El esplendor de los jipis tuvo lugar a mediados de 1969, durante el Festival de Artes y Música de Woodstock, Nueva York, muy cerca de la vieja casa de Bob Dylan, donde se reunió casi medio millón de jóvenes para oír una gama muy rica de grupos de rock. Durante tres días la nación de Woodstock vivió en un estado de aguda intoxicación (te alucinógenos, alcohol, cocaína, anfetaminas y otro tipo de pastas, sin contar con el rocanrol, que, como se sabe, también puede ser un vicio pernicioso. Se trató de un inmenso recreo dionisiaco que transcurrió en paz porque todos se esforzaron para que así fuera. Había que demostrar que lo de la paz y el amor no era mero eslogan. El resultado fue un acontecimiento histórico de implicaciones insospechadas.

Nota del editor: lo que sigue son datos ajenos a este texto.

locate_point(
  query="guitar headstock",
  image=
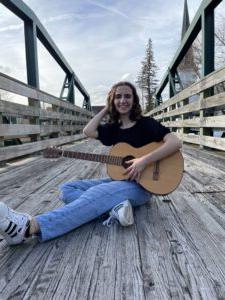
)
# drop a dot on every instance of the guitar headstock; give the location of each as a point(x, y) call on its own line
point(52, 152)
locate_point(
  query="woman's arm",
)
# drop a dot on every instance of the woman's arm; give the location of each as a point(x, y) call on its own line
point(90, 130)
point(171, 145)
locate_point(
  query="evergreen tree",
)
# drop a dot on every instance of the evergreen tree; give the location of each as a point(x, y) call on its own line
point(146, 79)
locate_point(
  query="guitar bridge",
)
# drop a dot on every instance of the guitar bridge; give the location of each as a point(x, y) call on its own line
point(156, 171)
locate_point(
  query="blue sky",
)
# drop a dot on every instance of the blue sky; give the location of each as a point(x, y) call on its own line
point(103, 40)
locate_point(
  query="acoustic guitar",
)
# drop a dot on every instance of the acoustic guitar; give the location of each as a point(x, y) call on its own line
point(160, 178)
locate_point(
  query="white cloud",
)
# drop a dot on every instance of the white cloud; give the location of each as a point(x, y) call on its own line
point(104, 41)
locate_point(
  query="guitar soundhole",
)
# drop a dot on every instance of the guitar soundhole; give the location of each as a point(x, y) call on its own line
point(126, 158)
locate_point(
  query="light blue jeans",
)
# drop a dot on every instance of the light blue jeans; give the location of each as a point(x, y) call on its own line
point(86, 200)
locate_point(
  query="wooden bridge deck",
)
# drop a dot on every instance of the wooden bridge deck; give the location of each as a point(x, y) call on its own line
point(175, 250)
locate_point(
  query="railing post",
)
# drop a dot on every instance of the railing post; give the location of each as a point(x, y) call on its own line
point(32, 68)
point(208, 58)
point(201, 118)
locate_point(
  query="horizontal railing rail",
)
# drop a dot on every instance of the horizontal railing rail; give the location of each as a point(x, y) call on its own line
point(194, 114)
point(45, 121)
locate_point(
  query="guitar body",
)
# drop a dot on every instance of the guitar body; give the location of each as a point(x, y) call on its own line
point(161, 177)
point(170, 169)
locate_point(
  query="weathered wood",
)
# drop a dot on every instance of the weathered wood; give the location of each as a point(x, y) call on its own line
point(213, 122)
point(208, 141)
point(174, 250)
point(12, 85)
point(20, 150)
point(209, 81)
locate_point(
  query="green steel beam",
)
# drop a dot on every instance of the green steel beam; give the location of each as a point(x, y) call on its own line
point(187, 41)
point(208, 42)
point(19, 8)
point(31, 54)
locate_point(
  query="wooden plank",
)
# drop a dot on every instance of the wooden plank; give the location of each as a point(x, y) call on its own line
point(17, 130)
point(15, 86)
point(212, 122)
point(209, 81)
point(20, 150)
point(174, 250)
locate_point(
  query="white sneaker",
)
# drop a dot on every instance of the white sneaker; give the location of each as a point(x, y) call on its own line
point(123, 213)
point(13, 225)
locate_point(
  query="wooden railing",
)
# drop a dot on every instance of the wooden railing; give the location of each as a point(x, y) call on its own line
point(196, 115)
point(36, 127)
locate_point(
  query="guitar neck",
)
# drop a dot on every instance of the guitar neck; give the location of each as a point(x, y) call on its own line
point(112, 160)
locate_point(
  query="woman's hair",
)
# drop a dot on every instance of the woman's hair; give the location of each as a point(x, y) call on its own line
point(114, 116)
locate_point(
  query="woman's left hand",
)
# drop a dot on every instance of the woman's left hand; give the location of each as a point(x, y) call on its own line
point(137, 165)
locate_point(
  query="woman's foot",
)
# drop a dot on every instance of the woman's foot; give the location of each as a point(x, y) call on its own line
point(14, 226)
point(123, 213)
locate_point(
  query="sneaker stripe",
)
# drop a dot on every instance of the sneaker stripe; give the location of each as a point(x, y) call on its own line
point(15, 234)
point(11, 231)
point(10, 224)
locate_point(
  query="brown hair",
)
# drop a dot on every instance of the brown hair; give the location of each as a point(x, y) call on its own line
point(114, 116)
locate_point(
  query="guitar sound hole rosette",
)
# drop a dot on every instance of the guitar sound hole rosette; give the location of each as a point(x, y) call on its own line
point(125, 159)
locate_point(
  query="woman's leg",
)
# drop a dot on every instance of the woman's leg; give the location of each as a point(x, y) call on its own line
point(71, 191)
point(92, 203)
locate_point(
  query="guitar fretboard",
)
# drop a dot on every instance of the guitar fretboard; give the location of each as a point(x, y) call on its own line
point(112, 160)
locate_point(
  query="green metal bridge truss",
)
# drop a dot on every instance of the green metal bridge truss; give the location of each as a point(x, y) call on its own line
point(34, 29)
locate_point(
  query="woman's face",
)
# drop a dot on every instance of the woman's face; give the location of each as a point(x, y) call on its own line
point(123, 99)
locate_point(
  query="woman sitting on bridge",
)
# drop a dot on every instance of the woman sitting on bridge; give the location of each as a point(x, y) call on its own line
point(88, 199)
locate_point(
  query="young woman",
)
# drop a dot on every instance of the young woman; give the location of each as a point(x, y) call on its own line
point(88, 199)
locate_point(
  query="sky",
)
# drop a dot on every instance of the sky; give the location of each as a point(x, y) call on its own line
point(102, 40)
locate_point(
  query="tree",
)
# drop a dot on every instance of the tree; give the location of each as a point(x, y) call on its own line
point(146, 79)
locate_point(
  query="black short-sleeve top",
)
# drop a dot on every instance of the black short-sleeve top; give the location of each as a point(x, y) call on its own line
point(145, 131)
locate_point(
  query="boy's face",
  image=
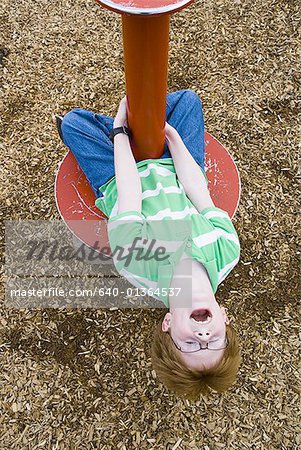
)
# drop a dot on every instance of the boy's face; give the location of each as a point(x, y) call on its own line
point(202, 323)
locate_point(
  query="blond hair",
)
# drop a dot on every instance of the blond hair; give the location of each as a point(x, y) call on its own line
point(190, 383)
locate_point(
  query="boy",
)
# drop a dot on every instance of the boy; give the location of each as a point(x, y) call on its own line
point(167, 200)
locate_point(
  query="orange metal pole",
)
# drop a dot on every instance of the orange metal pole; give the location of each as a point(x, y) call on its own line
point(145, 44)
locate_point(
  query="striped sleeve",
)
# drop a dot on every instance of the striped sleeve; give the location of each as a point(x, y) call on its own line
point(228, 245)
point(125, 233)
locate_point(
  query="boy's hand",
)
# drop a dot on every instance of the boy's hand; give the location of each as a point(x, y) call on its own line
point(121, 116)
point(170, 132)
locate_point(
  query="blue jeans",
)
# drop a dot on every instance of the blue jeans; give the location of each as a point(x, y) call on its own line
point(86, 134)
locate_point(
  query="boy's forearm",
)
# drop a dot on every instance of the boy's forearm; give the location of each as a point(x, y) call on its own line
point(189, 173)
point(127, 177)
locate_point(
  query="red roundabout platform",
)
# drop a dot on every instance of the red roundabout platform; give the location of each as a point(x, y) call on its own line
point(75, 198)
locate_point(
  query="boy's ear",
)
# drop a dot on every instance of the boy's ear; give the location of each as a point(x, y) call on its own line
point(166, 322)
point(226, 318)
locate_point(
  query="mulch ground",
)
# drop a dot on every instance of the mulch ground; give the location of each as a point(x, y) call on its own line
point(82, 379)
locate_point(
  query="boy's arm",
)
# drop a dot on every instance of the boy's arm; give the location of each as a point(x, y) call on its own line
point(127, 177)
point(189, 172)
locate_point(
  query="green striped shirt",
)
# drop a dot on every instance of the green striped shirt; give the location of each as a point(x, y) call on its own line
point(169, 220)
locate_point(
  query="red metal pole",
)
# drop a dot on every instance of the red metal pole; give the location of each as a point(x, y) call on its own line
point(145, 43)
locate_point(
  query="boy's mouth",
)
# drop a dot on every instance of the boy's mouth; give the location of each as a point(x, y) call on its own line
point(201, 315)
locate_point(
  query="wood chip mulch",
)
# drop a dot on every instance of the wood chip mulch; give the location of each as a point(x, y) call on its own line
point(82, 379)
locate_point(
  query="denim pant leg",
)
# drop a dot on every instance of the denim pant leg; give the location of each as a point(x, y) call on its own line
point(87, 136)
point(184, 112)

Sin embargo, a los tres meses tuvo lugar Altamont. Las cosas habían empezado a descomponerse en 1969 cuando Charles Manson, gurundanga de un grupo de jipis desquiciados, al compás de “Helter skelter” asesinó ritualmente a Sharon Tate y a sus amigos en Los Ángeles. Por primera vez aparecía la cara oscura de la sicodelia, que podía ser sumamente desagradable. Al jugar con contenidos de orden religioso obviamente se podían activar locuras místicas de alta peligrosidad. Al expanderse, la conciencia de los jipis había visto ideales formidables: paz, amor, reconexión con la naturaleza y con Dios; pero el mal también se manifestó en formas más crudas y temibles a partir de ese momento, pues, como se sabe, mientras más fuerte es la luz más intensa es la sombra. Esto se vio en el gran concierto gratuito que los Rolling Stones invitaron (para lavarse el complejo de culpa por no haber asistido a Woodstock) y que tuvo lugar en Altamont, California, muy cerca de San Francisco. Además de los Stones, estaban programados Grateful Dead y Jefferson Airplane, los grupos sanfranciscanos por excelencia. Se juntaron más de trescientos mil locos que, al revés de Woodstock, traían unas vibras siniestras; en la película Gimme shelter se puede sentir que un ambiente ominoso pendía desde un principio, los jipis daban salida a la irritabilidad y la intolerancia, y los pleitos se encendían continuamente. Nadie escuchó a Jefferson Airplane, y tampoco hicieron el menor caso a las patéticas admoniciones de Mick Jagger cuando los Rolling Stones tampoco lograron calmar a la multitud y sintonizarla en el espíritu de Woodstock. Por último, precisamente después de maltocar “Simpatía por el diablo”, uno de los Hell’s Angels que estaba a cargo del orden y la vigilancia asesinó a puñaladas a un negro, casi enfrente de Jagger y los Stones. Esto acabó con el concierto y después resultó un baño de agua helada, una desilusión profunda para muchísimos jipis y simpatizantes, y el inicio del fin de la revolución sicodélica. Poco después, los Beatles se escindieron en medio de pleitos de lavadero, John Lennon pronunció: “El sueño ha terminado”, y se precipitó la extinción de los jipis. Con el tiempo desaparecieron, pero su muerte no fue sólo de causas naturales, sino que el sistema nunca dejó de reprimirlos, satanizarlos y combatirlos con ferocidad.